Private Convex Optimization in General Norms

We propose a new framework for differentially private optimization of convex functions which are Lipschitz in an arbitrary norm $\normx{\cdot}$. Our algorithms are based on a regularized exponential mechanism which samples from the density $\propto \exp(-k(F+\mu r))$ where $F$ is the empirical loss and $r$ is a regularizer which is strongly convex with respect to $\normx{\cdot}$, generalizing a recent work of \cite{GLL22} to non-Euclidean settings.
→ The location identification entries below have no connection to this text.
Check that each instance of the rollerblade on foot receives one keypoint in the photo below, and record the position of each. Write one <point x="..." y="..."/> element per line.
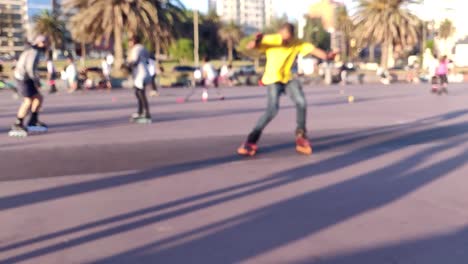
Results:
<point x="36" y="126"/>
<point x="247" y="149"/>
<point x="18" y="130"/>
<point x="303" y="145"/>
<point x="141" y="119"/>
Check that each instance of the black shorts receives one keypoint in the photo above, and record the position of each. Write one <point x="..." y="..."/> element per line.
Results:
<point x="27" y="88"/>
<point x="443" y="79"/>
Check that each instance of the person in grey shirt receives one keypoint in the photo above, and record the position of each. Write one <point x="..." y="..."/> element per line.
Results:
<point x="28" y="84"/>
<point x="137" y="63"/>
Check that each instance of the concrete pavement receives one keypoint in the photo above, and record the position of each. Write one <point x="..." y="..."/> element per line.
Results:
<point x="386" y="183"/>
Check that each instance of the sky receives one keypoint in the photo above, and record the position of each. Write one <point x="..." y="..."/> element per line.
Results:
<point x="293" y="8"/>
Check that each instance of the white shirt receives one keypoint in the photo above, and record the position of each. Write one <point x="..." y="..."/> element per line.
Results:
<point x="110" y="59"/>
<point x="71" y="72"/>
<point x="105" y="68"/>
<point x="197" y="74"/>
<point x="209" y="71"/>
<point x="50" y="67"/>
<point x="224" y="71"/>
<point x="152" y="67"/>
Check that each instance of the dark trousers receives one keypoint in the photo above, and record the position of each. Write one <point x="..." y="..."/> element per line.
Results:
<point x="294" y="90"/>
<point x="143" y="106"/>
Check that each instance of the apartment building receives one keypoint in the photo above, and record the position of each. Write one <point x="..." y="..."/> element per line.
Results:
<point x="252" y="15"/>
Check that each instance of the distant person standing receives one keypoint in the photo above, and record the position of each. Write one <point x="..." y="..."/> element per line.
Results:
<point x="137" y="63"/>
<point x="442" y="74"/>
<point x="210" y="78"/>
<point x="71" y="73"/>
<point x="152" y="72"/>
<point x="29" y="84"/>
<point x="51" y="74"/>
<point x="106" y="71"/>
<point x="5" y="84"/>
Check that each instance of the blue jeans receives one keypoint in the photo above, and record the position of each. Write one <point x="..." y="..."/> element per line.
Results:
<point x="294" y="90"/>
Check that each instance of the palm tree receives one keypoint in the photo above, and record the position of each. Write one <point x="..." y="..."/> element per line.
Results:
<point x="103" y="20"/>
<point x="231" y="34"/>
<point x="446" y="29"/>
<point x="346" y="26"/>
<point x="51" y="26"/>
<point x="386" y="22"/>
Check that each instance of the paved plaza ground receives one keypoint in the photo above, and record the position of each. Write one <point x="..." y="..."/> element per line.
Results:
<point x="387" y="182"/>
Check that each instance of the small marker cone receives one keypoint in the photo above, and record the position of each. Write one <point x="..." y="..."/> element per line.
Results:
<point x="205" y="96"/>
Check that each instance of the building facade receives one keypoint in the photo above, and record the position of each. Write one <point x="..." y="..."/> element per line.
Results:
<point x="211" y="5"/>
<point x="252" y="15"/>
<point x="13" y="21"/>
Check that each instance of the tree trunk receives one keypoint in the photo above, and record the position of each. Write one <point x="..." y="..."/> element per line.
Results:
<point x="118" y="48"/>
<point x="372" y="53"/>
<point x="385" y="52"/>
<point x="157" y="49"/>
<point x="83" y="54"/>
<point x="230" y="50"/>
<point x="196" y="40"/>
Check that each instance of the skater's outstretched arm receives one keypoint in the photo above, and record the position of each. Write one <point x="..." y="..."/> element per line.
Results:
<point x="254" y="44"/>
<point x="31" y="66"/>
<point x="321" y="54"/>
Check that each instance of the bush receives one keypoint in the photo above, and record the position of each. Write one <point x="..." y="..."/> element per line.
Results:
<point x="182" y="50"/>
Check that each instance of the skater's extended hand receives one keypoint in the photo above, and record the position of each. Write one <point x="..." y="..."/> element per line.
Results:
<point x="331" y="55"/>
<point x="256" y="42"/>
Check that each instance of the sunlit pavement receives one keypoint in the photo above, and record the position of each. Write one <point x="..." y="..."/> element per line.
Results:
<point x="386" y="183"/>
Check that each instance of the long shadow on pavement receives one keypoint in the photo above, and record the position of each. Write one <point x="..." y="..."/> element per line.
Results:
<point x="264" y="229"/>
<point x="379" y="180"/>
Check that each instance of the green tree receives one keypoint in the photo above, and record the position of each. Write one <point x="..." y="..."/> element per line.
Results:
<point x="231" y="35"/>
<point x="95" y="21"/>
<point x="388" y="23"/>
<point x="315" y="33"/>
<point x="276" y="23"/>
<point x="51" y="26"/>
<point x="182" y="50"/>
<point x="253" y="54"/>
<point x="446" y="29"/>
<point x="346" y="26"/>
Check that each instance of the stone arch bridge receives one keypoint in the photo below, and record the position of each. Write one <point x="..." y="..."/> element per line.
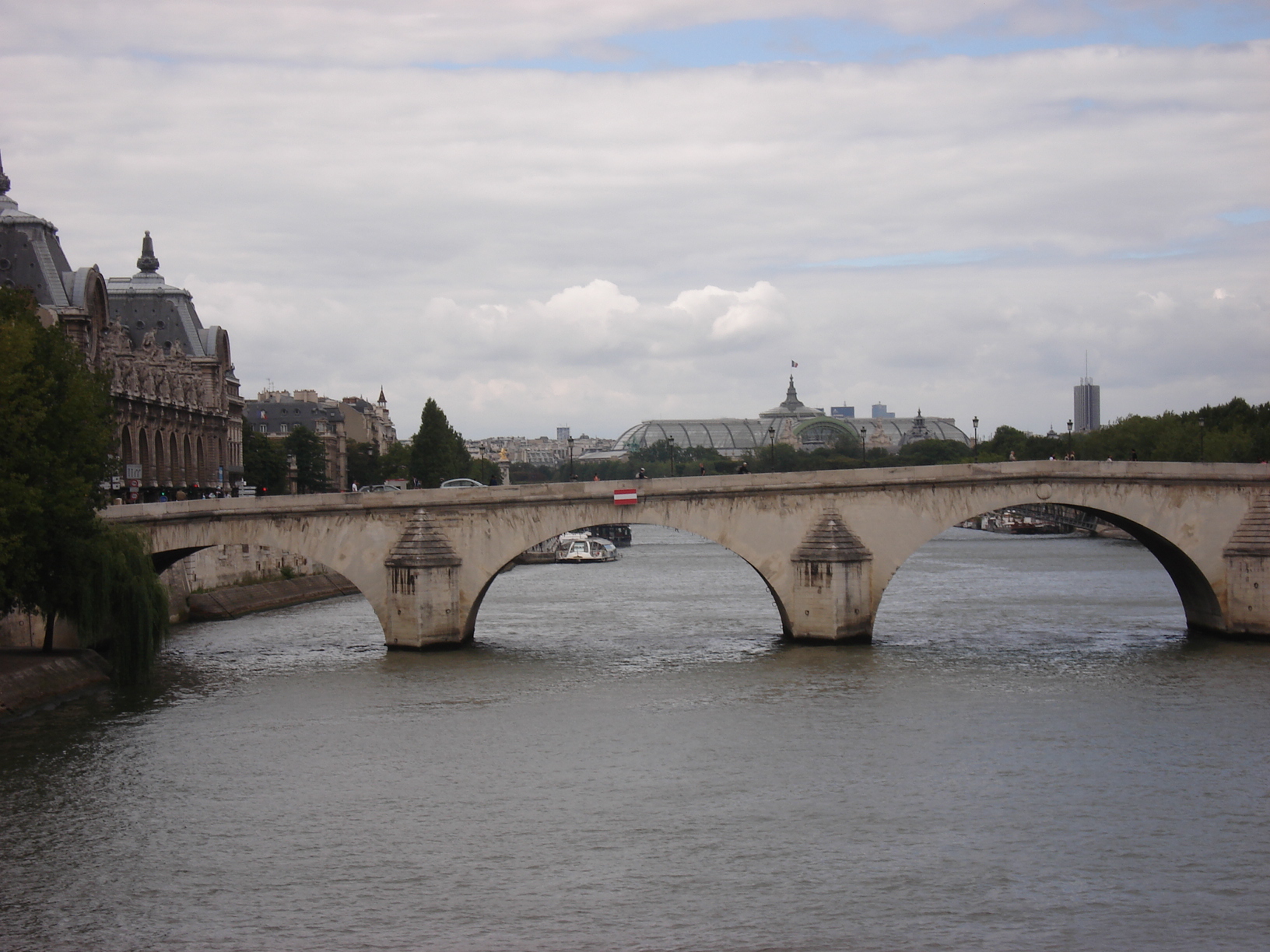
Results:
<point x="827" y="544"/>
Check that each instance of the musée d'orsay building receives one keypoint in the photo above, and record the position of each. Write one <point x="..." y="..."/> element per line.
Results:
<point x="178" y="411"/>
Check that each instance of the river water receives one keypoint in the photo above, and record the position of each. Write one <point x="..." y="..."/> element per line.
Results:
<point x="1033" y="755"/>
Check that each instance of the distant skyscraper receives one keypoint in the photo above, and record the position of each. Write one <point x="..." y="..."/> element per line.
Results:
<point x="1086" y="405"/>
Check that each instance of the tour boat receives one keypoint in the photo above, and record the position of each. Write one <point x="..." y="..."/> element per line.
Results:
<point x="584" y="548"/>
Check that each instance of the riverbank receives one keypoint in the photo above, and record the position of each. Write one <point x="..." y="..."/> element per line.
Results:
<point x="30" y="679"/>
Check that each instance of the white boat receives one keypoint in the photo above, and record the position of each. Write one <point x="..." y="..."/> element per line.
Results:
<point x="584" y="548"/>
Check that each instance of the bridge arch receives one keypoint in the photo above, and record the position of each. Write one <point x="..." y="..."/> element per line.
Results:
<point x="469" y="624"/>
<point x="1199" y="600"/>
<point x="826" y="544"/>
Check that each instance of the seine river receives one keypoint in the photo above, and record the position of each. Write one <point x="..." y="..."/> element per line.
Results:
<point x="1033" y="755"/>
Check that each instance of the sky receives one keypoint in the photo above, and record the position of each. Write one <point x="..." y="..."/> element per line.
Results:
<point x="593" y="212"/>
We show that this mechanism satisfies Gaussian differential privacy and solves both DP-ERM (empirical risk minimization) and DP-SCO (stochastic convex optimization), by using localization tools from convex geometry. Our framework is the first to apply to private convex optimization in general normed spaces, and directly recovers non-private SCO rates achieved by mirror descent, as the privacy parameter $\eps \to \infty$. As applications, for Lipschitz optimization in $\ell_p$ norms for all $p \in (1, 2)$, we obtain the first optimal privacy-utility tradeoffs; for $p = 1$, we improve tradeoffs obtained by the recent works \cite{AsiFKT21, BassilyGN21} by at least a logarithmic factor. Our $\ell_p$ norm and Schatten-$p$ norm optimization frameworks are complemented with polynomial-time samplers whose query complexity we explicitly bound.